From NPR News, this is All Things Considered. I'm Michele Norris. Today, three more companies recalled products containing peanuts because of concerns about salmonella food poisoning. More than 125 companies have recalled peanut products this month.

And since the outbreak began last September, nearly 500 people have been infected with salmonella. The outbreak sounds large, but these cases are only a tiny proportion of the salmonella infections in the U.S. each year. NPR's Joanne Silberner explains what makes this outbreak special.

JOANNE SILBERNER: When you get infected by salmonella, when you suffer the nausea, vomiting, diarrhea, and fever - you know you're sick. Maybe a food preparer didn't wash his hands, or maybe you used the same cutting board for raw chicken and vegetables. Or maybe you ate some widely available product that contained salmonella.

The investigation starts at the Centers for Disease Control and Prevention where Dr. Ian Williams heads the outbreak team.

Dr. IAN WILLIAMS (Chief, OutbreakNet, Centers for Disease Control and Prevention): When people get ill, they go to their doctor, and they get diagnosed. And the samples that are taken from those people with diarrheal illnesses are forwarded on to the state public health laboratories that further characterize them and actually do a genetic fingerprint of the bacteria that made them sick.

SILBERNER: There are more than 2,000 types of salmonella. When the CDC sees the same bacterium from people in different states, it gets moving.

Dr. WILLIAMS: Our job is to figure out what do all these people have in common, and then try to see, if we can figure that out, how we actually stop the outbreak from happening.

SILBERNER: There are an enormous number of options to consider, says William Schaffner. He's an infectious disease expert at Vanderbilt University. Salmonella, he says, can come from anywhere.

Dr. WILLIAM SCHAFFNER (Professor and Chairman, Department of Preventative Medicine, Vanderbilt University): It's in animals, and so, being in animals, it can get in meat that we consume, but we've increasingly been aware that it's in fruits and vegetables.

SILBERNER: And it can spread through contaminated water. No one is sure yet how the salmonella got into the peanut butter and peanut paste. The current investigation started last fall when two related types of salmonella bacteria showed up across the country. State and federal officials asked hundreds of patients what they ate.

Many of the people were in nursing homes or had eaten at school cafeterias or other places that used large containers of peanut butter. A joint effort by the CDC, Food and Drug Administration and state officials traced the bulk peanut butter to a plant in Blakely, Georgia. Again, the CDC's Ian Williams.
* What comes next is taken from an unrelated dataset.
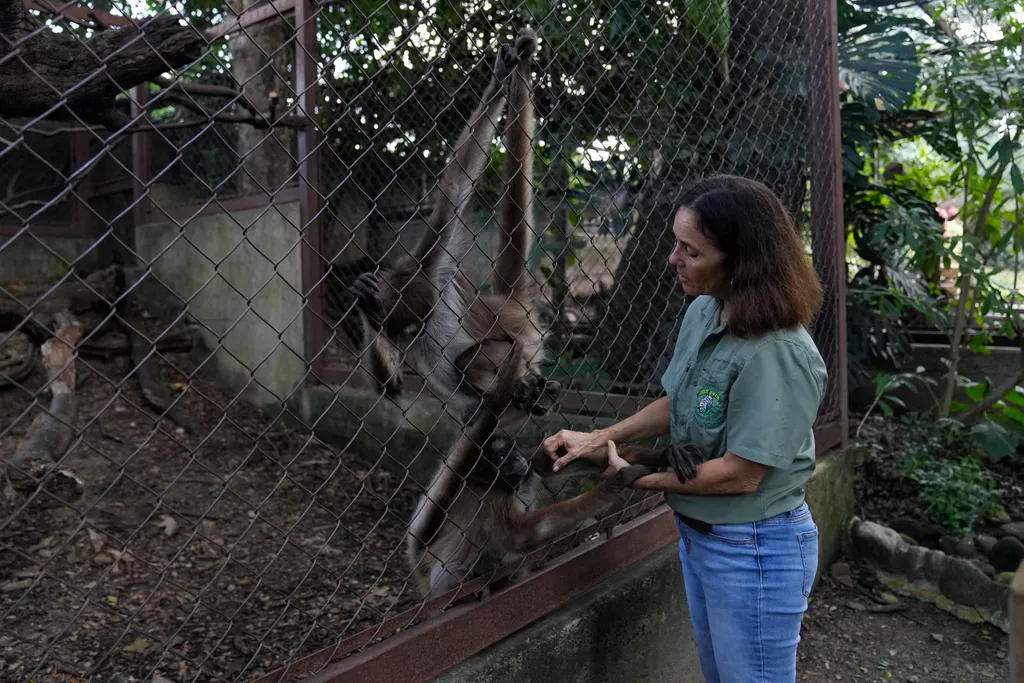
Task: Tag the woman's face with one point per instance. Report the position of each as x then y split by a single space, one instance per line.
698 264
Dr. WILLIAMS: We started to trace it backwards, to sort of say, where did this come from? And as we understood the distribution chain, we then realized the company that produced this peanut butter also produced a number of other peanut butter and peanut paste which went in to a number of products. So, we traced it back and then started to look forward.

SILBERNER: And that explained how people who had not eaten in institutional settings, but had eaten peanut butter crackers or cookies or cake or ice cream had gotten sick. The FDA began warning about the outbreak earlier this month. And nearly every day, more products show up on its recall lists.

The outbreak isn't over. Reports of new infections are still coming in. Meanwhile, the government's advice remains the same - don't worry about the peanut butter you buy from retail stores, but avoid products like crackers, cakes, cookies, ice cream, and even dog biscuits that contain peanut butter or peanut paste, unless you know they weren't made with peanut products from that Blakely, Georgia plant. Joanne Silberner, NPR News.